106 thoughts on “The Raptor Hand

  1. Hello i am really interested in the prosthetic arm and would love to assemble one for my science fair project. How would i be able to get the parts so i could assemble it?

    • Hello Jocelyn! Best thing to do is find a school, university or library near you that can print parts – or a makerspace! The files are free to download so all you need to do is get access to a 3D printer!

  2. The dovetail plug looks like a weak point in the design. I noticed it didn’t fit very closely in the video and the two little pins look quite fragile. I’d do away with that cut out and curved piece, make the back end of the gauntlet straight across then either have a small dovetail piece to glue into the back of the slot for the tensioner block, or just forget having any sort of plug there and glue the block into its slot. If you don’t want the open end of the slot to possibly snag on things, shorten the back end of the slot so it’s no longer than the block.

    One less part and a cleaner, stronger design.

    Another possibility would be integrating the block into the gauntlet, but depending on the printer it could cause issues with the holes for the tensioner pins.

    • Hello Peter – the files are generated by software on the computer and then fed into the 3D printers as a file or code which tells the 3D printer how to print it. 🙂

  3. Pingback: Mao3D
    • Hello Liam – that would be a question for our forums! 🙂

  4. I printed a test model at 64% instead of 1:1 or bigger. Are there any adjustments that can be made to use the existing list of parts for a person with a smaller hand?

    • Hi Dylan – please visit our forums! They will be able to best answer this for you!

  5. My students have printed the K1 hand. We are struggling to find what materials we should buy to assemble it and instructions on how to assemble it. Please help!
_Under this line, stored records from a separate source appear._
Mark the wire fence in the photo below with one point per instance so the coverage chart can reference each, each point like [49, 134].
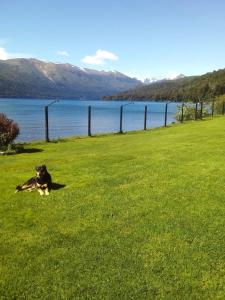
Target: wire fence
[46, 120]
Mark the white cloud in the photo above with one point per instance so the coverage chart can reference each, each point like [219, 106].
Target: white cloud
[99, 57]
[6, 55]
[62, 53]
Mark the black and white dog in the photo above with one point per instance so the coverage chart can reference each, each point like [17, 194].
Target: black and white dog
[42, 182]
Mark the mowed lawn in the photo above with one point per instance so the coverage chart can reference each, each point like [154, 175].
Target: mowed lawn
[142, 216]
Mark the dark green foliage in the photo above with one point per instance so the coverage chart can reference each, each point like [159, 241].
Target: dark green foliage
[190, 113]
[193, 88]
[9, 130]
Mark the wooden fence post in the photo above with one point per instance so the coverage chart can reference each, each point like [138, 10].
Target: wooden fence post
[89, 120]
[46, 125]
[145, 117]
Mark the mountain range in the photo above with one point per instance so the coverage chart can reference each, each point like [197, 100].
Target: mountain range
[32, 78]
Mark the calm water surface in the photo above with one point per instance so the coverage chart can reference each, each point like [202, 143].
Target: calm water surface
[70, 117]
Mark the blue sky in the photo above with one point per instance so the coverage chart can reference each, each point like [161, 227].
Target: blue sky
[142, 38]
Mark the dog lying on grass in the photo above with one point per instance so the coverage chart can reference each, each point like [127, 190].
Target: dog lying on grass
[42, 182]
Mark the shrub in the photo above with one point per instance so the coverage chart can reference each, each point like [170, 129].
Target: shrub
[9, 130]
[189, 112]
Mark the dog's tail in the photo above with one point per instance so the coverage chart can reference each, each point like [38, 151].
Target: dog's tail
[18, 188]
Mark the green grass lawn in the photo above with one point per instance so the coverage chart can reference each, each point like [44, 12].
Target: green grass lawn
[142, 216]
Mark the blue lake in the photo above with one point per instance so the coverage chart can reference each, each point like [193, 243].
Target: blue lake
[70, 117]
    • Hello Joy! I am not sure if we have much in the way of assembly instructions for that one yet! Please email me at jen.owen@enablingthefuture.org and Ill forward you to Evan, who designed it and maybe he can help!! – Jen

  6. What are the advantages of this raptor hand ? Is it useful under any medical circumstances ?

    • Hello!

      The advantages are a basic grasping motion, giving those without fingers, the ability to hold onto simple objects like a hairbrush, cup, water bottle, etc that they can not hold without fingers.